1. Philosophy / D. Nature of Philosophy / 5. Aims of Philosophy / a. Philosophy as worldly
Honesty requires philosophical theories we can commit to with our ordinary commonsense [Lewis]
     Full Idea: The maxim of honesty: never put forward a philosophical theory that you yourself cannot believe in your least philosophical and most commonsensical moments.
     From: David Lewis (On the Plurality of Worlds [1986], 2.8)
     A reaction: I take it as important that this test is according to the philosopher's commonsense, and not according to some populist idea. This would allow, for example, for commonsense to be sensitive to scientific knowledge, or awareness of the logic.
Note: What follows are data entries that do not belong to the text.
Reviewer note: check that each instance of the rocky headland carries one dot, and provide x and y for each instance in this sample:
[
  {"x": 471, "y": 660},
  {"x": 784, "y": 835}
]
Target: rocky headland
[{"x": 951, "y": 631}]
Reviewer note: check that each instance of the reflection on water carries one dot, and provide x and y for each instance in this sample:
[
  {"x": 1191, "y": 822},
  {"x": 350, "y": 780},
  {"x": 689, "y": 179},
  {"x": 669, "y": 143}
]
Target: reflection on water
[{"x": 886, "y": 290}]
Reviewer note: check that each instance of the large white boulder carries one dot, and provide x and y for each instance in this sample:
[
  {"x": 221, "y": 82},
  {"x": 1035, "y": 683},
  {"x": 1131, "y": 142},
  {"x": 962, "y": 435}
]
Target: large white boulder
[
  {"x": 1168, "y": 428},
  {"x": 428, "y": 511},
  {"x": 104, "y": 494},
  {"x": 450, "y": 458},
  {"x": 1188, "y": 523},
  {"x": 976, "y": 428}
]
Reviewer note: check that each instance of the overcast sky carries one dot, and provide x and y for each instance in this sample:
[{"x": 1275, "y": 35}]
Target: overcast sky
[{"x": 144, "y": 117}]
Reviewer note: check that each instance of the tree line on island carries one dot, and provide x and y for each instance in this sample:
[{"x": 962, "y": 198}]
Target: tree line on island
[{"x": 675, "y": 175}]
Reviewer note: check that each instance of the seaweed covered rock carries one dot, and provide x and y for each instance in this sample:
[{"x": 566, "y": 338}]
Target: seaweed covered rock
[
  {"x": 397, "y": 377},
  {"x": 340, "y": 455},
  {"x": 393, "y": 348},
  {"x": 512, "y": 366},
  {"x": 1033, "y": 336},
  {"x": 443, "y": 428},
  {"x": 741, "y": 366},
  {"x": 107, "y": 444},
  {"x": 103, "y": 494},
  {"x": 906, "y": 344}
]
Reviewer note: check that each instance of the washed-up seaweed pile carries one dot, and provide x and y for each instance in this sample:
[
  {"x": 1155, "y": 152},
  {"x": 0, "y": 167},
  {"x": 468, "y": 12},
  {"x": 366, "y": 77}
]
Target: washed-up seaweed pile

1. Philosophy / D. Nature of Philosophy / 5. Aims of Philosophy / c. Philosophy as generalisation
The highest aim of philosophy is to combine all philosophies into a unity [Novalis]
     Full Idea: He attains the maximum of a philosopher who combines all philosophies into a single philosophy
     From: Novalis (Logological Fragments II [1798], 31)
     A reaction: I have found the epigraph for my big book! Recently a few narrowly analytical philosophers have attempted big books about everything (Sider, Heil, Chalmers), and they get a huge round of applause from me.
Philosophy relies on our whole system of learning, and can thus never be complete [Novalis]
     Full Idea: Now all learning is connected - thus philosophy will never be complete. Only in the complete system of all learning will philosophy be truly visible.
     From: Novalis (Logological Fragments II [1798], 39)
     A reaction: Philosophy is evidently the unifying subject, which reveals the point of all the other subjects. It matches my maxim that 'science is the servant of philosophy'.
1. Philosophy / D. Nature of Philosophy / 5. Aims of Philosophy / d. Philosophy as puzzles
Philosophers feed on problems, hoping they are digestible, and spiced with paradox [Novalis]
     Full Idea: The philosopher lives on problems as the human being does on food. An insoluble problem is an indigestible food. What spice is to food, the paradoxical is to problems.
     From: Novalis (Logological Fragments II [1798], 09)
     A reaction: Novalis would presumably have disliked Hegel's dialectic, where the best food seems to be the indigestible.
1. Philosophy / E. Nature of Metaphysics / 3. Metaphysical Systems
Philosophy aims to produce a priori an absolute and artistic world system [Novalis]
     Full Idea: Philosophy ...is the art of producing all our conceptions according to an absolute, artistic idea and of developing the thought of a world system a priori out of the depths of our spirit.
     From: Novalis (Logological Fragments II [1798], 19)
     A reaction: A lovely statement of the dream of building world systems by pure thought - embodying perfectly the view of philosophy despised by logical positivists and modern logical metaphysicians. The Novalis view will never die! I like 'artistic'.
1. Philosophy / F. Analytic Philosophy / 1. Nature of Analysis
Analysis reduces primitives and makes understanding explicit (without adding new knowledge) [Lewis]
     Full Idea: The object of analysis is to reduce our burden of primitive notions, and to make tacit understanding explicit - not to bootstrap ourselves into understanding what we didn't understand at all beforehand.
     From: David Lewis (On the Plurality of Worlds [1986], 3.2)
     A reaction: I am particularly keen on the idea of 'making tacit understanding explicit'. I connect this with faith in intuition, and with the coherence view of justification.